Es ist ein schöner Tag hier in dem kleinen friedlichen Tal auf der schwäbischen Alb. Natürlich hat auch hier die Hektik Einzug gehalten, doch nun kann sie mir nichts mehr anhaben. Morgen habe ich Geburtstag. Und ich werde älter, als ich es mir je erträumt habe. Doch es war und ist noch immer wichtig für die Familie. Ich bin wichtig, denn sie lieben mich. Den Mann, den Vater und den Großvater.

Wichtig!

So wichtig, wie es ist, immer aufrichtig, ehrlich und seinen Grundsätzen treu zu bleiben. Ich habe viele Fehler, doch meinen Grundsätzen war und bin ich immer treu geblieben.

„Oma, schau, ich habe dir einen Sandkuchen gebacken!“, sagt Lucia und streckt meiner Frau eine Hand voll Sand hin. Ich lache laut, was mir einen bösen Blick von Lucia einbringt.

„Waas? Oh, ja schön. Für mich?“ Meine Frau spielt die Überraschte und nimmt die Hand voll Sand. Sie tut so, als würde sie davon essen.

„Gut! Sehr gut, meine Kleine!“

„Wirklich? Dann mache ich dir noch mehr, liebe Omi!“

Ich lache wieder.

„Oh, da muss ich wohl eingenickt sein!“, sagt meine Frau. „Soll ich uns einen Kaffee machen!“, fragt sie mich.

„Ja, das wäre toll!“

Mühevoll steht sie auf. Wir sind nicht mehr die Jüngsten und doch hatten wir ein tolles erfülltes Leben.

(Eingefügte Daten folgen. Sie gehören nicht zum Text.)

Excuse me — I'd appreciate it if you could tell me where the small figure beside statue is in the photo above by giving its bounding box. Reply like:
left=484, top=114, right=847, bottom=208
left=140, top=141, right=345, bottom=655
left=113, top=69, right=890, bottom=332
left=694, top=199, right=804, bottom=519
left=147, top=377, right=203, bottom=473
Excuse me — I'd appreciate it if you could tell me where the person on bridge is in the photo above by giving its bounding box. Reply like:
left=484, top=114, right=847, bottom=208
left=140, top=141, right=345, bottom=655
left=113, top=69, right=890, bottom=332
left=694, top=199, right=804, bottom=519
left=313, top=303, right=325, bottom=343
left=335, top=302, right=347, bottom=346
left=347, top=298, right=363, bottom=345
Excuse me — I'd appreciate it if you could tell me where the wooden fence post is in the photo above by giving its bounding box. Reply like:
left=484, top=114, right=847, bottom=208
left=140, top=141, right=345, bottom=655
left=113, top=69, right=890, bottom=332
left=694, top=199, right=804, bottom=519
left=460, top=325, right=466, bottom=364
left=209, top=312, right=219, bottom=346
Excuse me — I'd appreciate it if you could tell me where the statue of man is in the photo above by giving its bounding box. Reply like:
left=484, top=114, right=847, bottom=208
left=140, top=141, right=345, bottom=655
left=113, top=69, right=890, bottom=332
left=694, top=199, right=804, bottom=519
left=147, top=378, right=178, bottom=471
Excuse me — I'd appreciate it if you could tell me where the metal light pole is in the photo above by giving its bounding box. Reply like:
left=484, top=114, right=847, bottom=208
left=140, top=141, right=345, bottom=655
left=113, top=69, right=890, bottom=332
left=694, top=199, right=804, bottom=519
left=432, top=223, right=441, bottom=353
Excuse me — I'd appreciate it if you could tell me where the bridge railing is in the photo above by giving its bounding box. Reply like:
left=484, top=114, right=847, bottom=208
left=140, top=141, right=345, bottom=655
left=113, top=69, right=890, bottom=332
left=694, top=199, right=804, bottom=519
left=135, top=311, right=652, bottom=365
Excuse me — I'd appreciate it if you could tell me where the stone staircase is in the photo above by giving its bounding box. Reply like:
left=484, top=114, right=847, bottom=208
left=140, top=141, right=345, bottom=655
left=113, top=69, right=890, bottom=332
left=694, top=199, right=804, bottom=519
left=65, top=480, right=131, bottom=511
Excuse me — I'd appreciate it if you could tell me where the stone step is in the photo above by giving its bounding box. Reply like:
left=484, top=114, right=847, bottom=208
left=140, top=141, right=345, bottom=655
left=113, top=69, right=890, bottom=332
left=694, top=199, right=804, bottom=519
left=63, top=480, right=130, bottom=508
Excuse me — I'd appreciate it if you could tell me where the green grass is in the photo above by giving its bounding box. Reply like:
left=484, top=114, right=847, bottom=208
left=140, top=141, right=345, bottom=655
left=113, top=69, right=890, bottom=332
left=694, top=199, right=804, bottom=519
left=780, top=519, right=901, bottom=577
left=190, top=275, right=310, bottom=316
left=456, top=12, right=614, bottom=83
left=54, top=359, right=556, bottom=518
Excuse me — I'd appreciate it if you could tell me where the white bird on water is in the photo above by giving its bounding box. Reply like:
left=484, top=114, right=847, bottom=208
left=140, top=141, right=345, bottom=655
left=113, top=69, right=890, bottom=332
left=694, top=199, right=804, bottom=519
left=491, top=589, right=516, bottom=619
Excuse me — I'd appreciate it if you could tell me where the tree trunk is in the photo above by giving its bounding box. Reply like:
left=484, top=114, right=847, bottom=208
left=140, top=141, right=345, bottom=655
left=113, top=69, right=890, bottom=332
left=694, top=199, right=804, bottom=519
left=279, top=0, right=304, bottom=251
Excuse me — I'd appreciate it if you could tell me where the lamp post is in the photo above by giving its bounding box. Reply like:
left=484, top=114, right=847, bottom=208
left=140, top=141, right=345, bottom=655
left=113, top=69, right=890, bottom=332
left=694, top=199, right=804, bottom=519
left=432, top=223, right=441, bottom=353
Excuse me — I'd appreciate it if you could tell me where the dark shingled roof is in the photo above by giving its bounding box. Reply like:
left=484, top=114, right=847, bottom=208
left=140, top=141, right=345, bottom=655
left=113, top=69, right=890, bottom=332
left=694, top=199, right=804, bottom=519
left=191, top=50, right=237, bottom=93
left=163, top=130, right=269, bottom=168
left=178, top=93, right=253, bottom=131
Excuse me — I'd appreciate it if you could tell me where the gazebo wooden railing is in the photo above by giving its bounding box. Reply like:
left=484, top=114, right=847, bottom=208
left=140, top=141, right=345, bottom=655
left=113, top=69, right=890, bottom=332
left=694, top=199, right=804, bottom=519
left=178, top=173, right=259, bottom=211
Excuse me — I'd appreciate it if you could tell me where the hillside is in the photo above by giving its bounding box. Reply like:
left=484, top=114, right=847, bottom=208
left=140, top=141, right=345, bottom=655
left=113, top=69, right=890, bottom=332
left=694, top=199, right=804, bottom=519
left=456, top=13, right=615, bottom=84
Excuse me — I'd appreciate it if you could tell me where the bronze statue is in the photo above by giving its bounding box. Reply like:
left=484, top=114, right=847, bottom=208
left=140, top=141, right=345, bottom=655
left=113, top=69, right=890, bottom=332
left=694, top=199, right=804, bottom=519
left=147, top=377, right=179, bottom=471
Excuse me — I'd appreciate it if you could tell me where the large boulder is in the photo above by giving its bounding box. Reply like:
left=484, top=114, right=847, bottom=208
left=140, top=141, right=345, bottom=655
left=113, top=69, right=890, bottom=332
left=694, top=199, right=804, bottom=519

Ich bin dankbar und rekle mich in meinem kleinen Stuhl. Langsam sauge ich die schwüle und doch duftende warme Luft in mich auf. Fast meine ich, den Duft des Flieders wie damals zu riechen. Doch der Flieder ist längst verblüht. Und dennoch, noch immer blüht er in meinem Herzen.

Früher, als ich noch selber Auto gefahren bin, fuhr ich in der Woche zwei Mal hin. Hinaus zum Schloss. Ich kaufte mir eine Eintrittskarte und nahm an der Führung teil.

Heute bitte ich Philip, mich wenigstens einmal im Monat hinzufahren.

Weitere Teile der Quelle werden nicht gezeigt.